Young men on opposite sides of enemy lines

Meanwhile on the other side of the fence from Rashad, among pro Ennahda Movement supporters a few hundred metres away, a young man from outside the capital has travelled far to voice his support for the government. ”The aim behind my participation in the sit-in is support of legitimacy, so that the country does not fall into chaos,” says Hamza al-Qarawi, a teenager who travelled 150 kilometres form his parents’ home in Kairouan to attend the support rallies. 

“My major concern is to defend Islam against its enemies. The leftist opposition and the remnants of the former ousted regime are seeking to destroy the country by calling for the dissolution of the Constituent Assembly,” says Hamza, eating his Iftar meal at the Al-Kasbah Mosque.

This pattern has become a daily routine for young Tunisians and it has become an indication of the state of polarization the country is experiencing because of the absence of dialogue channels between the government and the opposition.  The opposition insists that a national salvation government, from non-partisan independent personalities, should be formed in addition to an expert committee to finalize the drafting of the constitution. It also insists on the importance of revising the administrative appointments, according to MP Issam al-Chebbi of the Republican Party, who recently withdrew from the Constituent Assembly.

Both Hamza and Rashad are young men of similar ages, caught on the opposite sides of enemy lines. It is perhaps becoming all too common a feature of Tunisian society today – tensions over contrasting preferences for political systems, democracy and Islam.  
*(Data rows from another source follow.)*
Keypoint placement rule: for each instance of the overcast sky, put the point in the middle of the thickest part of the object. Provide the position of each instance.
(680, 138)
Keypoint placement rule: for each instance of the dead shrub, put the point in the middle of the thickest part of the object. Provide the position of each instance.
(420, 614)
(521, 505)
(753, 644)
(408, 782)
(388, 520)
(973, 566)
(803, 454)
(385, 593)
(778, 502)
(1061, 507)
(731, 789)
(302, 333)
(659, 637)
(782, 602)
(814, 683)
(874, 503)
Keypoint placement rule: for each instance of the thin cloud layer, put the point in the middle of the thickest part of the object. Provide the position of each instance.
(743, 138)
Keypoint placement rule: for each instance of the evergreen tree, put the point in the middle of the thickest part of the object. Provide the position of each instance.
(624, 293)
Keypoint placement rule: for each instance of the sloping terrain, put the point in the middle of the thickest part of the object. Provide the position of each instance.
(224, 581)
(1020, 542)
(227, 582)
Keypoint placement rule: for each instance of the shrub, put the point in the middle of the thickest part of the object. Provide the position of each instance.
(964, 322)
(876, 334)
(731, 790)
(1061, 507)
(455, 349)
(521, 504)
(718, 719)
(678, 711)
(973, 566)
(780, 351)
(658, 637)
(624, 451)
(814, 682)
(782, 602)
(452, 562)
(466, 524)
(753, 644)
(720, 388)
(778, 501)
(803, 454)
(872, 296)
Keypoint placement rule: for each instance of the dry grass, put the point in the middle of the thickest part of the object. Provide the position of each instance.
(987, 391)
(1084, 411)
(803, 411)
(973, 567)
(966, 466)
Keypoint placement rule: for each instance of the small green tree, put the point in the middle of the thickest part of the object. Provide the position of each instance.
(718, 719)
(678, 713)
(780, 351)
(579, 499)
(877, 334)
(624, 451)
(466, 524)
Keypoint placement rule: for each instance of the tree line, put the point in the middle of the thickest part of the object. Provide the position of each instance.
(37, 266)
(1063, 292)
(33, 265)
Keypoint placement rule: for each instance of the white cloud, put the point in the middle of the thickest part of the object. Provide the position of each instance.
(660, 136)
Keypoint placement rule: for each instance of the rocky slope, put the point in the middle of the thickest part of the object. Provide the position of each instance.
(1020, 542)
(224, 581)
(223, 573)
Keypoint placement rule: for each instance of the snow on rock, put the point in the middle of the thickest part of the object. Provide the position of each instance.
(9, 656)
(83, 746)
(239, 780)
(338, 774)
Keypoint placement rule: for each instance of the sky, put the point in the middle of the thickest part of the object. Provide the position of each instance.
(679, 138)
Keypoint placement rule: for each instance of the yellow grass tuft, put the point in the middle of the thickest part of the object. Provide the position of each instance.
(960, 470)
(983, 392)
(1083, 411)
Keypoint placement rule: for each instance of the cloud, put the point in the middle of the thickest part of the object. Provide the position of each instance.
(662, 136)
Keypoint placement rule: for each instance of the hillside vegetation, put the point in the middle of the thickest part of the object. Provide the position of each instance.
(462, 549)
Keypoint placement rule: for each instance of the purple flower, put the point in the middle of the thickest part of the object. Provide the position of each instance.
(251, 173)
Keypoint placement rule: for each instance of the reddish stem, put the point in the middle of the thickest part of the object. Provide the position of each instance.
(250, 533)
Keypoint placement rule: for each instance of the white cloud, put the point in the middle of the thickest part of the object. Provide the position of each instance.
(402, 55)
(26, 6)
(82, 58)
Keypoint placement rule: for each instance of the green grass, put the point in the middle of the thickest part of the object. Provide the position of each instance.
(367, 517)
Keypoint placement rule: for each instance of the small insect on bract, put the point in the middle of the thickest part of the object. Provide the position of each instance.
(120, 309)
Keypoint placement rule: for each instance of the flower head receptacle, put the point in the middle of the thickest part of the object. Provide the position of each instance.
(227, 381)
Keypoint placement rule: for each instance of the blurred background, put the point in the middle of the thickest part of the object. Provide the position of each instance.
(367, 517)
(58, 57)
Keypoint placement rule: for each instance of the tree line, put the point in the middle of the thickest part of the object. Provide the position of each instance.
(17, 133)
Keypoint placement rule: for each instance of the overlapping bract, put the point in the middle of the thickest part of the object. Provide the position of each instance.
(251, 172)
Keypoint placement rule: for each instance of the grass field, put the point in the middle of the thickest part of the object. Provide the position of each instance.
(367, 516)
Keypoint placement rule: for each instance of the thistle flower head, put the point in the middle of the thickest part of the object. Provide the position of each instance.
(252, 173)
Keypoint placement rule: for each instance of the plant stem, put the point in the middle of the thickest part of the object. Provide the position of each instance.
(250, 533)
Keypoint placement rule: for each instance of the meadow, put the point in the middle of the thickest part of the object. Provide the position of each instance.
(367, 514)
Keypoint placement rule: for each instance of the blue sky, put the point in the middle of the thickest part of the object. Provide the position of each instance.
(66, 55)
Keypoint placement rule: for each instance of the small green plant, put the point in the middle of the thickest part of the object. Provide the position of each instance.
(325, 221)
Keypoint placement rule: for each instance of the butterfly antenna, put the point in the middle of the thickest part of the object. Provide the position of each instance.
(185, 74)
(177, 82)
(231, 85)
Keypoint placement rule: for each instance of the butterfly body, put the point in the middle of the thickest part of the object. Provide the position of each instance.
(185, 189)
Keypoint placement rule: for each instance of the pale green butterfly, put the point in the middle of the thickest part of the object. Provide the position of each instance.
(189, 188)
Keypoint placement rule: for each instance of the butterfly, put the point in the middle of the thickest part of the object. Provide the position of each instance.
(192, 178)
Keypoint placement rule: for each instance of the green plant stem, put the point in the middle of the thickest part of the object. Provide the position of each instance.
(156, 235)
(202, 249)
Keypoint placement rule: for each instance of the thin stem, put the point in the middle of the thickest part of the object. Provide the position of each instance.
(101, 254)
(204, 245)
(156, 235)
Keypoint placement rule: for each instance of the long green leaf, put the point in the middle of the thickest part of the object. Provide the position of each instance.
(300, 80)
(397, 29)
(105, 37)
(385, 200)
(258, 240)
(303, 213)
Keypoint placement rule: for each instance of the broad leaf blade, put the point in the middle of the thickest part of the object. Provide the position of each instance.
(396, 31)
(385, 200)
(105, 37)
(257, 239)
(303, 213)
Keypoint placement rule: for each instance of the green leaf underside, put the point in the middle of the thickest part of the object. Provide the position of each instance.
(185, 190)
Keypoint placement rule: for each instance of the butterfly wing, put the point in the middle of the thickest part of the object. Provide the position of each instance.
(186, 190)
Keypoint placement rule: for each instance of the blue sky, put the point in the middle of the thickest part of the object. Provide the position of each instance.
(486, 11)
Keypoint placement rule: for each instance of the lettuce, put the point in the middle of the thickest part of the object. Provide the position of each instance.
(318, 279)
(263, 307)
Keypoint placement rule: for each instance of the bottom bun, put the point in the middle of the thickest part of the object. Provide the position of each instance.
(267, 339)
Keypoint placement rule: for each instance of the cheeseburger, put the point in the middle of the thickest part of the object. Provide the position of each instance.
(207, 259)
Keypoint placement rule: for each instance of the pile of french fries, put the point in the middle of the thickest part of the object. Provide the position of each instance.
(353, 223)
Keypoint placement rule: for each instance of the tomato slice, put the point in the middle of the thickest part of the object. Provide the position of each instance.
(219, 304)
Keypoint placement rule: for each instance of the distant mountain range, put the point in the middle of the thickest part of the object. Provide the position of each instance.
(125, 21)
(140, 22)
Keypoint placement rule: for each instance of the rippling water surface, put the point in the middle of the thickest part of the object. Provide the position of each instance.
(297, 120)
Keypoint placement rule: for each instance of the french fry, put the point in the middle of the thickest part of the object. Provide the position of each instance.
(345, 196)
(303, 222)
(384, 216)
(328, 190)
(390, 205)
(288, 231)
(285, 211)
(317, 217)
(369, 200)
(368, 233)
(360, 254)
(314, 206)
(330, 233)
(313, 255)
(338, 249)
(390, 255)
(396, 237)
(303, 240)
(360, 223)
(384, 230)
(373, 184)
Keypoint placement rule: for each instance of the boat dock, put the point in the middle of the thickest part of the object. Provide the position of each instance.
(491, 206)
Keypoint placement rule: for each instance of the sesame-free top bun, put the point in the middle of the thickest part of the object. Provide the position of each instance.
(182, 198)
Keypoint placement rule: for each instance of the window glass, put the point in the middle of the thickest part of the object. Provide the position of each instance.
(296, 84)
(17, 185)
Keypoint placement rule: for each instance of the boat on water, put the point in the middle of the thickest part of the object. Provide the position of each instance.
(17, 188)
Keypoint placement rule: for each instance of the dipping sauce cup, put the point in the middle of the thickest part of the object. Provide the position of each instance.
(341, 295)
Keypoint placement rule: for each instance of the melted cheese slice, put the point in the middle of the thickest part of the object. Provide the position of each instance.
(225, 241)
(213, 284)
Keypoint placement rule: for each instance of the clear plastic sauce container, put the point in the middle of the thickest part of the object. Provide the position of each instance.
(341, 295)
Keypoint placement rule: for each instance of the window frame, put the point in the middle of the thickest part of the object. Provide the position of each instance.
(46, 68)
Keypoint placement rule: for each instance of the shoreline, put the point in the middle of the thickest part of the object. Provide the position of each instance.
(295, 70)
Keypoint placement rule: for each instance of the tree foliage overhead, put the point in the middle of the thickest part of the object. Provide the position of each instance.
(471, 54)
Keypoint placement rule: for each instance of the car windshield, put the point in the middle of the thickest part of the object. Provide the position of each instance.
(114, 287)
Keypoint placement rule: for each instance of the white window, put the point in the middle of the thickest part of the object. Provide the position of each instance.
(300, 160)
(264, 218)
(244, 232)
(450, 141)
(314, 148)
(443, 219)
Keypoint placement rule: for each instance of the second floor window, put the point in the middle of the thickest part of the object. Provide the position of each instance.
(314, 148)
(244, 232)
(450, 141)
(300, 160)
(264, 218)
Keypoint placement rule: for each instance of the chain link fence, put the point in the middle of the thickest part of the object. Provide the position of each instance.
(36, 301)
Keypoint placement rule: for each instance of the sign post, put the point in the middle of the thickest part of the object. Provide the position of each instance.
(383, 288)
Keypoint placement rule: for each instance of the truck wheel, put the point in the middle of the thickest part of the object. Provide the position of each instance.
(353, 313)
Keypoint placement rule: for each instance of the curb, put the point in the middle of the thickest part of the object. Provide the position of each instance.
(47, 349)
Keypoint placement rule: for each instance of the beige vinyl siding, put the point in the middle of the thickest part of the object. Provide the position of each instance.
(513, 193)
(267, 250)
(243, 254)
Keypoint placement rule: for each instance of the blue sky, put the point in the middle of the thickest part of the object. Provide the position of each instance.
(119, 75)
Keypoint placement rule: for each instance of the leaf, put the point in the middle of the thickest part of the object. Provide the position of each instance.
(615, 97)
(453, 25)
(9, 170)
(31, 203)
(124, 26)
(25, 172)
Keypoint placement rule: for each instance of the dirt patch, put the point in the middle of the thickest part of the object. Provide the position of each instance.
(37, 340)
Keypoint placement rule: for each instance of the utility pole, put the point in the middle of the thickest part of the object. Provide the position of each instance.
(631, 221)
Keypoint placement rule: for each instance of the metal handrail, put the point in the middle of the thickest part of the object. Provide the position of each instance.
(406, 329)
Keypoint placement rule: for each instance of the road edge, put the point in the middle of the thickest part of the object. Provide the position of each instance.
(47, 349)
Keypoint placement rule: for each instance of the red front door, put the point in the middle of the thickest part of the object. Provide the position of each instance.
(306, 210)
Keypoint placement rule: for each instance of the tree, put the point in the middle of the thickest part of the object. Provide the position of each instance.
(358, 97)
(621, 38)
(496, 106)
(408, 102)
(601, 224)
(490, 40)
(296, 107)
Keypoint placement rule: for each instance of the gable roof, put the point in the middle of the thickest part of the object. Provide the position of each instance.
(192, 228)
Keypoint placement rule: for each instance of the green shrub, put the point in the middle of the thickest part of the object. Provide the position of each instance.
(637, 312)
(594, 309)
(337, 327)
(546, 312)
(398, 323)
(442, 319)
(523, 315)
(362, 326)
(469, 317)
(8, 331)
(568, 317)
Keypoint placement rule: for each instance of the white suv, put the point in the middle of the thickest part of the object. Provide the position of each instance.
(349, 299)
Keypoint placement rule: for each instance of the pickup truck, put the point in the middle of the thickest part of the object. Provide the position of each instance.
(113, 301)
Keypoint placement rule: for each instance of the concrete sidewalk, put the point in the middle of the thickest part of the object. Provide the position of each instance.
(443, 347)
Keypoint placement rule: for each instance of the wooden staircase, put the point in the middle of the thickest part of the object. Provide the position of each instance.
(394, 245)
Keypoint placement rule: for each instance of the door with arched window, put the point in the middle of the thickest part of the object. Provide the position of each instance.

Back in Bardo Square, among hopeful yet tired and worn opposition supporters, protestors carried the photos of recent political figures that have been assassinated, namely Shokri Beleid and Mohamed Brahmi. Many carried Tunisian flags while others had banners supportive of the army and security forces and criticizing violence and terrorism.

The protests continue…

Others pack up the remains of the Iftar meals, everyone performing their task: collecting chairs, cleaning and preparing the square to receive its night visitors. 

Then Bardo Square becomes a place where Tunisian youth gather to write and hang their slogans, sing their songs and listen to music. Rashad is among them. Across the fence Hamza is still there. The stalemate continues.